Sharing Is… Caring?
Recently we put together a “Year in Review” of our business operations to share with various stakeholders. We found reflecting on the performance of our company and establishing goals for the year ahead productive, but we did have internal debates regarding how much information to share in such a document. Should we report only aggregated data or provide data for each company? Do we consolidate financial information or show the entire chart of accounts? In other words, where is the line between trust-inducing transparency and data overload?
After spending some time learning about how others approach such questions, we found that generally, the world seems to think more information is better. According to a 2008 European Accounting Review article, economic theory supports the notion that increased disclosure reduces information asymmetries thereby reducing the cost of capital and agency costs, the gains of which more than offset any associated increase in required financial expertise and preparation costs. Armed with confidence imbued by peer-reviewed economic research, we then learned about Alphabet Inc.’s approach to reporting, which is anything but granular, to say the least. Matt Levine, author of Bloomberg’s Money Stuff, provides some insight:
“How much money does YouTube make? It is a secret: Alphabet Inc., which owns YouTube, does not break out revenue for it separately. Alphabet’s Form 10-K gets as granular as ‘Google properties revenue,’ meaning advertising revenue from Google search, Gmail, Google Maps, YouTube and other Google properties; that was $95.4 billion in 2017. If 10 percent of that — a number that I just made up — came from YouTube, then YouTube had more revenue than almost half of the companies in the S&P 500 index.”
The SEC noticed this lack of granularity as well and challenged Alphabet under the regulatory premise that investors must have access to the same information as an organization’s top executive. Extended correspondence between the SEC and Alphabet shows that while Google’s CEO, Sundar Pichai, regularly sees all sorts of information about YouTube (which is part of Google), Alphabet’s CEO, Larry Page, does not, which means investors will have to get used to “Google Properties” for the time being.
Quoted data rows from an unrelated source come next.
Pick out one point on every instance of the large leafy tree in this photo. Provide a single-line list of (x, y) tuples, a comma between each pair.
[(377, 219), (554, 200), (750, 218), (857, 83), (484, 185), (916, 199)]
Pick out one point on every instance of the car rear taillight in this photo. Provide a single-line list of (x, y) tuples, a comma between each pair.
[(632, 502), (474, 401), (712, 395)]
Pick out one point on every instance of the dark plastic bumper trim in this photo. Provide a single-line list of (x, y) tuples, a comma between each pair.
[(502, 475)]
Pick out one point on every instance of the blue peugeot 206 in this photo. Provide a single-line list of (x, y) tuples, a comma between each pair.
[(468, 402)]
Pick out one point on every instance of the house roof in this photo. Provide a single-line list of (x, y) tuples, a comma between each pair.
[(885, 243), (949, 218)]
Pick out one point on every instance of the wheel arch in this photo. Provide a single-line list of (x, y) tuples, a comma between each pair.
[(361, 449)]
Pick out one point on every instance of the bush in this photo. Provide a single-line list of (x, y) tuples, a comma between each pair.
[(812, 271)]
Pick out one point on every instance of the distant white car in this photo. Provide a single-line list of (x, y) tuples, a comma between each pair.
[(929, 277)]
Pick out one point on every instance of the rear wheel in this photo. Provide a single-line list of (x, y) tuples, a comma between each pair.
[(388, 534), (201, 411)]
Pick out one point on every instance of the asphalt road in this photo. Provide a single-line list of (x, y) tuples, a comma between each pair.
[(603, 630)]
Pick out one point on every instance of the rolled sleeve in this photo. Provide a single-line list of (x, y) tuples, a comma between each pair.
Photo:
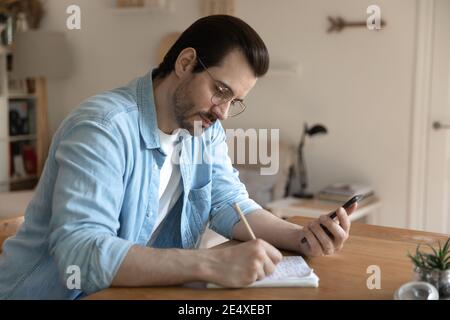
[(87, 198), (227, 189)]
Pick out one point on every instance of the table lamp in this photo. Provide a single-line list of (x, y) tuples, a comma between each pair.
[(41, 55), (307, 132)]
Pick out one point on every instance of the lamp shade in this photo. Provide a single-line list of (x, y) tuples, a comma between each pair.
[(38, 53)]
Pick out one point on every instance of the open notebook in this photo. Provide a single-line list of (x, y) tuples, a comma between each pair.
[(292, 271)]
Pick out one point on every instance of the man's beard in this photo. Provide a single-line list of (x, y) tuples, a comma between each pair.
[(183, 110)]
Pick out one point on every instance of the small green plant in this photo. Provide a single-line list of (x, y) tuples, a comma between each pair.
[(437, 259)]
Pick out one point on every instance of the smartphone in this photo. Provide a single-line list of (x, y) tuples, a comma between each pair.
[(348, 204), (333, 214)]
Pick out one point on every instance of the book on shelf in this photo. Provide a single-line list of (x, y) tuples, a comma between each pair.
[(22, 120)]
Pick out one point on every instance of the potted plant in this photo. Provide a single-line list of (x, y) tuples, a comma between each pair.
[(433, 266)]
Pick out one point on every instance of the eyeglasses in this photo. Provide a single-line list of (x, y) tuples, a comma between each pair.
[(223, 94)]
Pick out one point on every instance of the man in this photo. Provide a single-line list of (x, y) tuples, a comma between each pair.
[(123, 200)]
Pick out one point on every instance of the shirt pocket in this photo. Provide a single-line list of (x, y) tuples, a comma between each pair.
[(200, 205)]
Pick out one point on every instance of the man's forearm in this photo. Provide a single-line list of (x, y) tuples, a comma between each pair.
[(152, 267), (278, 232)]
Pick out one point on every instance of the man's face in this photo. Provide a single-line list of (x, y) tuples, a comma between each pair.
[(192, 98)]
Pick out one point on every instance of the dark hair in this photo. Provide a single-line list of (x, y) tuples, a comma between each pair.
[(213, 37)]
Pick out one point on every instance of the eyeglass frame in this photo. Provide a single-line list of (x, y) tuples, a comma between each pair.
[(223, 86)]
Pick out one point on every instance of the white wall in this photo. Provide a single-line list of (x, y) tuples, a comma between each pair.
[(358, 82)]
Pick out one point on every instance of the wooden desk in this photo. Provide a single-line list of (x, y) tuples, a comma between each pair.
[(342, 276)]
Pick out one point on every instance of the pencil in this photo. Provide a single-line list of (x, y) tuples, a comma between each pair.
[(241, 215)]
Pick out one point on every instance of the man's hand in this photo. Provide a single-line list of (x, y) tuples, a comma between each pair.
[(241, 265), (319, 243)]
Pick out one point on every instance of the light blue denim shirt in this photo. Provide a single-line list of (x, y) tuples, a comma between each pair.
[(98, 196)]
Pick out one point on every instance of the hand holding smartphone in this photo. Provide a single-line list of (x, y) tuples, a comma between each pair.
[(333, 214)]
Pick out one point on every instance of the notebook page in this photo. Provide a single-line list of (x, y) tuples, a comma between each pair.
[(292, 271), (290, 267)]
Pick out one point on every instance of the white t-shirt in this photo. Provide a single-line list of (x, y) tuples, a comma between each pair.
[(170, 187)]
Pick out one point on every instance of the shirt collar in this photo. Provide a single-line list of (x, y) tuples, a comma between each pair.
[(148, 125)]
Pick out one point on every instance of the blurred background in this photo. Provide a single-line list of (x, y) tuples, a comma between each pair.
[(377, 92)]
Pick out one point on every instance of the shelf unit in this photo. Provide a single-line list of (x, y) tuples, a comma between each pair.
[(23, 145)]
While some may find this lack of transparency concerning, we do empathize with the notion that more information is not always better. For instance, economist Fischer Black (of Black-Scholes fame) published Noise in 1986 which argued it is nearly impossible to distinguish between information and noise (Nate Silver argued a similar topic in his 2012 book, The Signal and the Noise). Activist investor Nelson Peltz commented on how this can play out in an era of information overload, noting that board members of big public companies now get so much information it is almost impossible to synthesize. From the WSJ:
“In an earlier era, Mr. Peltz said, directors would receive a FedEx package containing paper documents supplying them with the information needed in advance of upcoming board meetings. With the advent of email, PCs and iPads, directors get many more pages of documents in electronic form than they can possibly sift through before the meetings, he said. So management spends much of the meeting explaining key facts and issues that board members must consider. ‘So the board meeting becomes a show and tell,’ Mr. Peltz said.”
Even as a private company, we feel it is important that we establish the right paradigm for commenting on our results in a thoughtful but succinct way. We operate in an often overlooked segment of the investment world without a lot of comps, which means we find ourselves creating, evaluating, and adjusting our own performance metrics in an iterative way as our rapid growth changes the framework for what is signal and what is noise. For the moment, we have opted for a combination of consolidated financial reporting with detailed operational commentary, which preserves our ability to add additional useful information in the future while avoiding the potentially difficult step of eliminating something previously shared. We likely won’t be answering questions from either the SEC or from Mr. Peltz anytime soon, but that doesn’t mean we shouldn’t think about reporting as if we were.